A conduta típica vem expressa pelo verbo “decretar”, que significa proferir a decisão, determinar o cumprimento de medida, ordenar, determinar, mandar.

Elementos normativos do tipo vêm caracterizados pelas expressões “manifestamente descabida” e “sem prévia intimação”. Manifestamente descabida, por exemplo, é a condução coercitiva de investigados ou de réus para interrogatório perante a autoridade policial ou em juízo, uma vez que afronta o quanto decidido nas ADPFs 395 e 444. Com relação à prévia intimação, é necessária para a legalidade do ato (art. 260, CPP), seja em relação a testemunhas, seja em relação a investigados ou réus para atos que não acarretem autoincriminação. Inexistindo prévia intimação e sendo decretada a condução coercitiva, estará caracterizado o delito.
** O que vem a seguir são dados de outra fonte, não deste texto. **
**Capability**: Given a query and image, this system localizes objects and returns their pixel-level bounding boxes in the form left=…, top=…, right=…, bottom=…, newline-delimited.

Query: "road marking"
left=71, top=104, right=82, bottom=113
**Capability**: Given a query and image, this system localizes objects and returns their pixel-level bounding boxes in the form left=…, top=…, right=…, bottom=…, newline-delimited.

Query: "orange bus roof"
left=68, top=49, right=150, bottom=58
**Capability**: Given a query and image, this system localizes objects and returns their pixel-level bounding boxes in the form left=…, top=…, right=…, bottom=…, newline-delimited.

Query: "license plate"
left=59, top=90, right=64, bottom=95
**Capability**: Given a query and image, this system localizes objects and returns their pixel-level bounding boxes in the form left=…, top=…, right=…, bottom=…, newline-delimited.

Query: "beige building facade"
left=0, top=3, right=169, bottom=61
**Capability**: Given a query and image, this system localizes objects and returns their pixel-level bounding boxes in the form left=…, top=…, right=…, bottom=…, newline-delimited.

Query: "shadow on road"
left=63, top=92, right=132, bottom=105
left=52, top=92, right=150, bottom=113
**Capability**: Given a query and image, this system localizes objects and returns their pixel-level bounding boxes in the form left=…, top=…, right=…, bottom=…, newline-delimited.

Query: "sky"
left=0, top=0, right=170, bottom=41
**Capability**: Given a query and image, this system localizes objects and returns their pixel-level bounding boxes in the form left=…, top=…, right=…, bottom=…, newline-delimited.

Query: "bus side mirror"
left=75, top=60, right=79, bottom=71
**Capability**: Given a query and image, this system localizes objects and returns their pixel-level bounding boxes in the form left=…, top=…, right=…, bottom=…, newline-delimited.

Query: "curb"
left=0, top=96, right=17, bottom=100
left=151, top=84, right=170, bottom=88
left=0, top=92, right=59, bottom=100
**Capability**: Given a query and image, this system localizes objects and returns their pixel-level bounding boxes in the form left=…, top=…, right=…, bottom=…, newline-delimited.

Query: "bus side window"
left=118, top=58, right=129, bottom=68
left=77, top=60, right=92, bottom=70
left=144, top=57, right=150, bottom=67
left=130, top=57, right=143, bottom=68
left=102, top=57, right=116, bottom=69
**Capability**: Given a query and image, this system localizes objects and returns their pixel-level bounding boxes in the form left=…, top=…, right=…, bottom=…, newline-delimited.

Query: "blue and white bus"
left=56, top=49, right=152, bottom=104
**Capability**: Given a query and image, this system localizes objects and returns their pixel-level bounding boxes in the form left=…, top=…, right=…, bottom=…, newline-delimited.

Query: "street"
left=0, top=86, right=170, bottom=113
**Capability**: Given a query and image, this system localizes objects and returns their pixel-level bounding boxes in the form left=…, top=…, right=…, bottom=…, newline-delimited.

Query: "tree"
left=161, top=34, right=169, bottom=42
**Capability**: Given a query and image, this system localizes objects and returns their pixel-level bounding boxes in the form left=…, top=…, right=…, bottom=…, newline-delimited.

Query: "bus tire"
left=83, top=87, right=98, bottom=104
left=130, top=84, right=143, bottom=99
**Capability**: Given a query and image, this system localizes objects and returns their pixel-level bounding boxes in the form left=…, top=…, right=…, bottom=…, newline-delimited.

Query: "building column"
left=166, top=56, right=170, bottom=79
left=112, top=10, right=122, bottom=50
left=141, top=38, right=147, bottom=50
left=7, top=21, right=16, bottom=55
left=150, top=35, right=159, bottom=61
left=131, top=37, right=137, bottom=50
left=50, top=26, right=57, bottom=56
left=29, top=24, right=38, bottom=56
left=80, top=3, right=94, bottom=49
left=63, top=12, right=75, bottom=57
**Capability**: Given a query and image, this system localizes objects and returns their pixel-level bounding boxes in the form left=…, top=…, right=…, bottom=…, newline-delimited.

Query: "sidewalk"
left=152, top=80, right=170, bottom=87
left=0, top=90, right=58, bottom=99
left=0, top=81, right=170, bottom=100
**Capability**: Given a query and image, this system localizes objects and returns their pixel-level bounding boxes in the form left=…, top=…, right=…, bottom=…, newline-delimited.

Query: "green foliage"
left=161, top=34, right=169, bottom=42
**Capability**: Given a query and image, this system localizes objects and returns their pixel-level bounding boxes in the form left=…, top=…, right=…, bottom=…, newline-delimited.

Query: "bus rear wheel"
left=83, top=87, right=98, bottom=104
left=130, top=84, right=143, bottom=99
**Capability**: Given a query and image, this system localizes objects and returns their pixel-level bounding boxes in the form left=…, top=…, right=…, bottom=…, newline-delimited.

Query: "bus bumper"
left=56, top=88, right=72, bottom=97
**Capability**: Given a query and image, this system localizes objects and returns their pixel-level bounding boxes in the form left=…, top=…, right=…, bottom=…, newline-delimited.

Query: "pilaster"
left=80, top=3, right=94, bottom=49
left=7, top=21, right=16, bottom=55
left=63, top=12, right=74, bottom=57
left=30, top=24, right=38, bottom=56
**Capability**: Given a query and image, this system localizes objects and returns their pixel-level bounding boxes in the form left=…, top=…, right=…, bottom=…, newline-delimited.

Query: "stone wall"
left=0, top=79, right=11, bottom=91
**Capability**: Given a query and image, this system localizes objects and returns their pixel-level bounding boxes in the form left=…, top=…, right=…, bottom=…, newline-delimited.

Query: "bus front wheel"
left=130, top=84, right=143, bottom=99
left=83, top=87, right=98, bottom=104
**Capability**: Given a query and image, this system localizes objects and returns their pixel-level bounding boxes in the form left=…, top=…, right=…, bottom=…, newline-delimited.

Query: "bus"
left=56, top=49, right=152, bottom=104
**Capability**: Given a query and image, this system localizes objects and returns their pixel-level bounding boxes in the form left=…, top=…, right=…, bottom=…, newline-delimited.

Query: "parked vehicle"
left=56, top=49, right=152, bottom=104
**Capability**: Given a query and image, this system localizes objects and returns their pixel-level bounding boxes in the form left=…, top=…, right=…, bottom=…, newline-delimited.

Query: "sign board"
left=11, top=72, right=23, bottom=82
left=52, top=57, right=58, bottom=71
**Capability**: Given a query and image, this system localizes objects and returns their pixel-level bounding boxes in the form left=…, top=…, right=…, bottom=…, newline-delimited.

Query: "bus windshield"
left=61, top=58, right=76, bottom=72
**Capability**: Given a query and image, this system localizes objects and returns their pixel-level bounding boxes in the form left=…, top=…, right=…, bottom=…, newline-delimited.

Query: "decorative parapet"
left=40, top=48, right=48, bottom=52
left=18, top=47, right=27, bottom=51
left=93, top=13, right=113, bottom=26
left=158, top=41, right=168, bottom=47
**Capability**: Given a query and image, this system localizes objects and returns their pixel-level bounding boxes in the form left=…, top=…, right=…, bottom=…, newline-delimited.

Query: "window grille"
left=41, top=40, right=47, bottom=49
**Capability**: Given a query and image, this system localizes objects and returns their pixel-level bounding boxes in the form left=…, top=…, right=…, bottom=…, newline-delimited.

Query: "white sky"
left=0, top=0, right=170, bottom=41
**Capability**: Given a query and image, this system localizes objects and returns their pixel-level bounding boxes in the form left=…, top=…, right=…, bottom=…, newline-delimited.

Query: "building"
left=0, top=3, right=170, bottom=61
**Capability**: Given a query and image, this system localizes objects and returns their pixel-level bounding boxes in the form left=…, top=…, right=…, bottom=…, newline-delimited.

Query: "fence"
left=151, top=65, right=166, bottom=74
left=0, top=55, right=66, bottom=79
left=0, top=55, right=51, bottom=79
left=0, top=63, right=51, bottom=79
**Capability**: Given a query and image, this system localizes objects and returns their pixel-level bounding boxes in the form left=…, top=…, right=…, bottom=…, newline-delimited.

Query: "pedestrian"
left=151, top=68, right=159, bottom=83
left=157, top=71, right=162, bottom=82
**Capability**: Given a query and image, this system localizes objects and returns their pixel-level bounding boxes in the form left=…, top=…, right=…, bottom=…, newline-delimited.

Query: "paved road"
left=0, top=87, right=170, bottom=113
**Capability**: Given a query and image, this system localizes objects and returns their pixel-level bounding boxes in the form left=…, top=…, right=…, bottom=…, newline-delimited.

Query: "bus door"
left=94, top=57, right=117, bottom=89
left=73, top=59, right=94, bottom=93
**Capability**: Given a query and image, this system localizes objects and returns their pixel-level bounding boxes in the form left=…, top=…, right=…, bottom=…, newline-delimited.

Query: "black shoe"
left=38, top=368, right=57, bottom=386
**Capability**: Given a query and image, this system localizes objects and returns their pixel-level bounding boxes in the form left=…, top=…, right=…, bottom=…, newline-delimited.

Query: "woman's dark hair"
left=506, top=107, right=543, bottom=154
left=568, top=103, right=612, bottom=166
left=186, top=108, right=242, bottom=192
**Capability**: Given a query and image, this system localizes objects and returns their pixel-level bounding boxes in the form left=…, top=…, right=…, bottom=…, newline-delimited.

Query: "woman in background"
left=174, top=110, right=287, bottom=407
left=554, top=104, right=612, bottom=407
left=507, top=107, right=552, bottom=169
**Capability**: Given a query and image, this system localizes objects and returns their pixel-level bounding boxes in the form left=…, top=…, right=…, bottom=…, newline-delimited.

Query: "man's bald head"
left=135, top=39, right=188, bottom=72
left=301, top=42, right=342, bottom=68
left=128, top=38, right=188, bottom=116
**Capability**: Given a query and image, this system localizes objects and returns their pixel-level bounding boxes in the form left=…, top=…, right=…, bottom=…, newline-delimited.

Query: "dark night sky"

O elemento subjetivo é o dolo, não sendo prevista a modalidade delitiva culposa.

Agindo com culpa o agente público, deixando de observar o cuidado objetivo necessário em sua atuação funcional, poderá ser responsabilizado na esfera administrativa e/ou na esfera cível.

Além do dolo direto, vale ressaltar, a Lei n. 13.869/19 estabeleceu, ainda, no art. 1º, §1º, a necessidade de um especial fim de agir para a configuração dos crimes nela previstos, devendo o agente público praticar as condutas típicas com a finalidade específica de prejudicar outrem ou beneficiar a si mesmo ou a terceiro, ou, ainda, por mero capricho ou satisfação pessoal. São crimes de tendência intensificada, crimes de intenção ou crimes de tendência interna transcendente.

O crime se consuma com a decretação da condução coercitiva manifestamente descabida de testemunha ou investigado ou sem prévia intimação de comparecimento ao juízo. Trata-se de crime formal, que não necessita da ocorrência do resultado naturalístico para sua consumação. Assim, não há necessidade de que a testemunha ou investigado sejam efetivamente conduzidos coercitivamente à presença da autoridade. Embora de difícil configuração prática, entendemos que é admissível a tentativa, uma vez que fracionável o iter Com relação à ação penal, de acordo com o disposto no art. 3º, caput, da Lei n. 13.869/19, “os crimes previstos nesta Lei são de ação penal pública incondicionada.” Admite-se, no §1º, a ação penal privada subsidiária.

A pena cominada, de 1(um) a 4(quatro) anos de detenção e multa afasta o menor potencial ofensivo e inviabiliza o processo e julgamento pelo Juizado Especial Criminal (Lei n. 9.099/95). Possível, entretanto, a suspensão condicional do processo prevista no art. 89 da citada lei de pequenas causas.

Em razão da pena cominada e não sendo o crime praticado com violência ou grave ameaça, o Ministério Público poderá propor acordo de não persecução penal, desde que necessário e suficiente para reprovação e prevenção do crime, mediante as condições estampadas no art. 28-A, do Código de Processo Penal.

Aplica-se a este crime afiançável o procedimento especial dos crimes de responsabilidade dos funcionários públicos, previsto nos arts. 513 a 518 do Código de Processo Penal, admitindo-se a defesa preliminar.

Por fim, a competência para o processo e julgamento é, em regra, da Justiça Estadual, salvo na ocorrência de alguma das hipóteses previstas no art. 109 da Constituição Federal, quando, então, a competência será da Justiça Federal.